Lange Zeit vor der Entstehung der zionistischen jüdischen Bewegung zur Rückkehr nach Zion am Ende des 19. Jahrhunderts, war der christliche Glaube an den Gedanken einer Rückkehr und die Unterstützung dieser Idee klar erkenntlich. Vor allem in Gross-Britannien wurden wichtige, frühe Beträge dazu geleistet. Andere Staaten folgten, insbesondere Amerika. Die Anregung für die Unterstützung und das Verständnis der Rückkehrbestrebungen waren im christlichen Glauben selbst zu finden. Als die moderne Idee einer Rückkehr sich bei den Juden in eine politische und praktische Bewegung entwickelte, die in der Gründung des Staates Israel mündete, befanden sich unter den Befürwortern viele Christen, die dem jungen Staat auf seinem steinigen Weg wichtige Dienste erwiesen. Es ist wohl ironisch festzustellen, dass die Rückkehr der Juden in ihre ursprüngliche Heimat zu einem bemerkenswerten Teil durch den Beitrag der Religion gefördert wurde, die die Juden den Völkern der Welt übergeben hatten.

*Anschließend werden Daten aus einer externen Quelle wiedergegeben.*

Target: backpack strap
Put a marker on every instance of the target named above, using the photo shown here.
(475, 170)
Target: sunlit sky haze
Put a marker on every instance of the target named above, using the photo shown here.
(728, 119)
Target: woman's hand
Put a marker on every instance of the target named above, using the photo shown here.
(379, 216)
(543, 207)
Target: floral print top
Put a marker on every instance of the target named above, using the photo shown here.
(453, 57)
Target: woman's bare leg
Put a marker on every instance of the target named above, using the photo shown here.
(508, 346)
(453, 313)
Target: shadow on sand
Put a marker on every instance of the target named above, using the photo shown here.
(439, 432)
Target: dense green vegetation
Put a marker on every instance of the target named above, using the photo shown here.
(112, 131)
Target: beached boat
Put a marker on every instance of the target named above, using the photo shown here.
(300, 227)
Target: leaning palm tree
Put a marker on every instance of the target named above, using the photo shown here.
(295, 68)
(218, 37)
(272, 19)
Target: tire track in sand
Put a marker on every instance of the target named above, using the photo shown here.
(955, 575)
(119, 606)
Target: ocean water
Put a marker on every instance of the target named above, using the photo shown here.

Der jüdischen Staat im Land Israel hat die uralte und andauernde Beziehung zwischen Christen und Juden intensiviert. Der Dialog zwischen den beiden Religionen hat in der Vergangenheit oft unzulässige und erbärmliche Züge angenommen; zwei wichtige historische Ereignisse, die beide gegen Ende der ersten Hälfte des 20. Jahrhunderts stattfanden, bilden einen entscheidenden Wendepunkt: der Holocaust, im dem  über einem Drittel des jüdischen Volkes vernichtet wurde und die Gründung des jüdischen Staates. Diese Ereignisse bildeten einen Wendepunkt in der Substanz und dem Tenor des Dialogs. Diese Wende wurde von der 1965 getroffenen Entscheidung des zweiten vatikanischen Konzils, die Juden ein für alle Mal von der Schuld des Deizids zu befreien, stark unterstrichen. Darüberhinaus gibt es die harten und sichtbaren Tatsachen des Lebens in Israel und in Jerusalem. Die Stadt ist ruhig, die Heiligen Stätten sind allen frei zugänglich; die christlichen Gemeinden blühen, die vielen Tausenden von christlichen Pilgern, die in jedem Jahr hierherkommen, erleben und bekunden von den Anfängen eines neuen Zeitalters.